Hello, I’m in need of help and support

Cjones

Hi, my name is Caroline and I’m 62 and have been retired since January 2020. I was diagnosed with RA almost 12 months ago after months of pain in my hands which was also carpal tunnel. To say it was a shock is an understatement and I’ve been on a downward spiral ever since. What started as a very painful right wrist has now spread to both hands and wrists, both shoulders, neck and now I’m struggling to open my mouth as my jaw is painful. I’m waiting for a nurse to visit me to show me how to administer a miracle injection on a weekly basis. Not sure what it’s called but I’ve heard that they are very effective. I’m really finding all this pain too much to bear and mentally I’m at rock bottom. How do people cope with so much pain, I can’t stop crying and feel utterly helpless and exhausted as not getting any sleep now for weeks. Is this a “flare up” that I read about or am I going to feel even worse as each day goes by?

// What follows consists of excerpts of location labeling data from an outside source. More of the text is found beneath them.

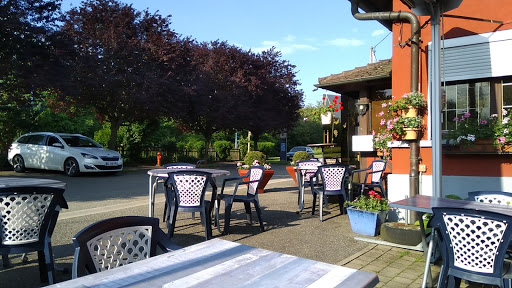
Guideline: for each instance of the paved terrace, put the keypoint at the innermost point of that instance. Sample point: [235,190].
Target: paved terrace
[287,231]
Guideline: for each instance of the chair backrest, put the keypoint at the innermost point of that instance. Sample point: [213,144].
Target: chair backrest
[114,242]
[189,187]
[179,166]
[377,170]
[473,241]
[255,175]
[333,176]
[308,168]
[28,215]
[492,197]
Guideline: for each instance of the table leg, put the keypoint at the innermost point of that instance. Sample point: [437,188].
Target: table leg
[427,251]
[151,197]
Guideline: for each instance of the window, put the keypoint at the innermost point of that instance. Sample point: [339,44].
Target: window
[467,96]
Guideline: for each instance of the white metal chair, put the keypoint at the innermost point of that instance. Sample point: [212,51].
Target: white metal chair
[27,219]
[306,169]
[115,242]
[473,246]
[185,192]
[330,180]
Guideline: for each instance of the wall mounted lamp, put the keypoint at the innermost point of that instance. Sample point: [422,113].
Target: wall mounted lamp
[361,108]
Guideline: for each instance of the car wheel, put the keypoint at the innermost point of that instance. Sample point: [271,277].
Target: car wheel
[18,164]
[71,167]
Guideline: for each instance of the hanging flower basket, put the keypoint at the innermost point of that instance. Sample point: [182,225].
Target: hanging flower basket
[326,118]
[411,134]
[410,112]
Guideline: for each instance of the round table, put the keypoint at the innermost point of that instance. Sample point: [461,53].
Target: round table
[156,174]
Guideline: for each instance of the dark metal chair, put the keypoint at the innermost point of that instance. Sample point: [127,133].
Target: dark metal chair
[115,242]
[329,180]
[373,177]
[28,218]
[185,192]
[473,246]
[253,176]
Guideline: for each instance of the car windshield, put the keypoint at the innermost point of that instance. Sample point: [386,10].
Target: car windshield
[79,141]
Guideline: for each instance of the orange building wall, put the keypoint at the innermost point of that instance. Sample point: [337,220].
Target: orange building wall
[460,164]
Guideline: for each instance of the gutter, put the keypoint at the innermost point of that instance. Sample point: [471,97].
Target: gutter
[415,31]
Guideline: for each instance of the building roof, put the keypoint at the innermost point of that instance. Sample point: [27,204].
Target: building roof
[372,71]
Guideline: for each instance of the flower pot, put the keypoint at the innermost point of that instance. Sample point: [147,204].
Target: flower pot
[292,172]
[410,112]
[267,174]
[411,134]
[366,222]
[326,118]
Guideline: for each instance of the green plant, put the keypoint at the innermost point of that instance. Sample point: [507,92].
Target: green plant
[373,202]
[222,148]
[300,156]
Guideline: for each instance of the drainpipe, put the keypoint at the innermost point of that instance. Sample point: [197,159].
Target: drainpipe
[415,31]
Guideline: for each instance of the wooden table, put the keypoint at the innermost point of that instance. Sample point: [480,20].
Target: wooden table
[156,174]
[221,263]
[25,181]
[423,204]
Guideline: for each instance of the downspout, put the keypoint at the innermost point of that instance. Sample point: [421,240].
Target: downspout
[415,31]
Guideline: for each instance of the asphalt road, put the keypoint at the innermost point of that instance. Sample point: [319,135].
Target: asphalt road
[94,197]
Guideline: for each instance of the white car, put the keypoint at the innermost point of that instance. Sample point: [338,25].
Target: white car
[71,153]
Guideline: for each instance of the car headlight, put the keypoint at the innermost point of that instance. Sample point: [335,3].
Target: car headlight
[89,156]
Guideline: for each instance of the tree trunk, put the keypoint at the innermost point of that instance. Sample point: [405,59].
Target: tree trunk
[114,128]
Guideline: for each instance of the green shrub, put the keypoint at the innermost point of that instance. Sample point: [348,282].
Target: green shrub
[255,155]
[267,148]
[299,156]
[222,148]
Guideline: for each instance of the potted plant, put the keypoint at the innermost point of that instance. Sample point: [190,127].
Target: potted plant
[256,158]
[298,156]
[367,213]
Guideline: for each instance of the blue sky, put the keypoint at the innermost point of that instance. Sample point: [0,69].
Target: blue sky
[319,37]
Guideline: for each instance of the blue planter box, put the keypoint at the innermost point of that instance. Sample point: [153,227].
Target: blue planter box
[366,222]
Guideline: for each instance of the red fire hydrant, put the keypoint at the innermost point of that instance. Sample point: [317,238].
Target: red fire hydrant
[158,158]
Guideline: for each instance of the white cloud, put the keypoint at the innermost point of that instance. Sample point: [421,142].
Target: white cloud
[290,38]
[343,42]
[378,33]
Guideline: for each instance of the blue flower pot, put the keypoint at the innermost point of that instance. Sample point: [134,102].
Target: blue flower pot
[366,222]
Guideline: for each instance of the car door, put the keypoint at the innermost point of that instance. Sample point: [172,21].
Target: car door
[32,151]
[55,153]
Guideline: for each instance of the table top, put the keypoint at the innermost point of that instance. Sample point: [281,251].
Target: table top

advice and support would be most welcome.

Sharon_K

Hi Caroline

welcome to the community, it sounds like you are having a rough time which is perfectly understandable being new to this arthritis gig and experiencing so much pain. Yes I think you can safely say you are experiencing a bad flare up. The positive news is that right now you just need to go with the flow and be kind to yourelf know that things will change. Of course I am not medically trained and I don't have a crystal ball but this certainly sounds like a bad flare, this is not forever and with medication things will improve. I have no idea what your injection will be? What treatments are you currently on? Personally I would try to see this as the start and may not be exactly the right treatment straight away. Try to stay realistic and very honest with your health care team. What painkillers are you on at the moment. Also if you can get help from friends and family now is certainly the time to ask.

https://www.versusarthritis.org/about-arthritis/managing-symptoms/managing-your-pain/

Please let us know how you get on and what your injection is. We are here for you

gentle hugs

Sharon

Cjones

Hi, thanks so much for replying. All this technology is new to me so I did wonder if I had done it correctly. My painkillers are naproxen twice a day and cocodamol 4 times a day, RA tablets are lefludamide (I think). Recently my GP has given me liquid morphine and patches but didn’t make any difference. Yesterday and today I’ve not been able to move my hands or arm’s because the pain is so bad, I do have a physiotherapist appointment tomorrow at my GP’s to work on my shoulders but what I want is the pain relief injections to numb the pain. I had an injection at the RA clinic at the hospital 3 months ago but it made no difference at all so I want to go private for any future injections as I want to have a really strong dose that’s going to work.

I’ve just left a message at the hospital saying I need to see the nurse as the pain is out of control and I’m not getting any sleep for weeks now, I can only manage 20 minutes at a time before I have to move.

i will look at my hospital letters to see what these injections are called I’m waiting on but I have heard they are a miracle for most people.

Thank you again for chatting, I’m so fed up and feel so alone in this situation it’s good to get positive feedback, kind regards, Caroline

jamieA

Hi @Cjones

I think many of us have gone through the same initial period before the right medication kicked in. In the meantime it might be worth asking your rheumatology clinic if you can get steroid injections or a course of prednisalone oral steroids. They certainly helped me during the time it took for the medics to find the right drug that worked for me. I wasn't happy taking strong painkillers like morphine and dihydrocodeine but they certainly helped in the short term. You could also ask to be referred to a pain clinic if your local health authority has one as well as asking to be referred to a rheumatology physiotherapist. An occupational therapist might be able to help as well.

Moira

I would agree with Jamie. I found the OT at the hospital wonderful and have splints I put on when necessary. She also gave me exercises to do that are targeted.

Physio exercises I also find helpful when I am particularly sore (I'm in pain all the time but have got used to it as I don't want to get hooked on strong painkillers - I do use them when absolutely necessary.) The ones here on VA are really good.

A referral to a pain clinic should also help. It is a matter in finding which are the systems that help you most. Each one of us in an individual. It took me a while to get the balance right with medication and exercise.

I read with envy those who can run. I'm afraid my running and indeed dancing days (contemporary ballet and Scottish Country Dancing) are well and truly over. But then I can dance in my head!

My thoughts are with you and I hope you can get a combination of treatments that will help.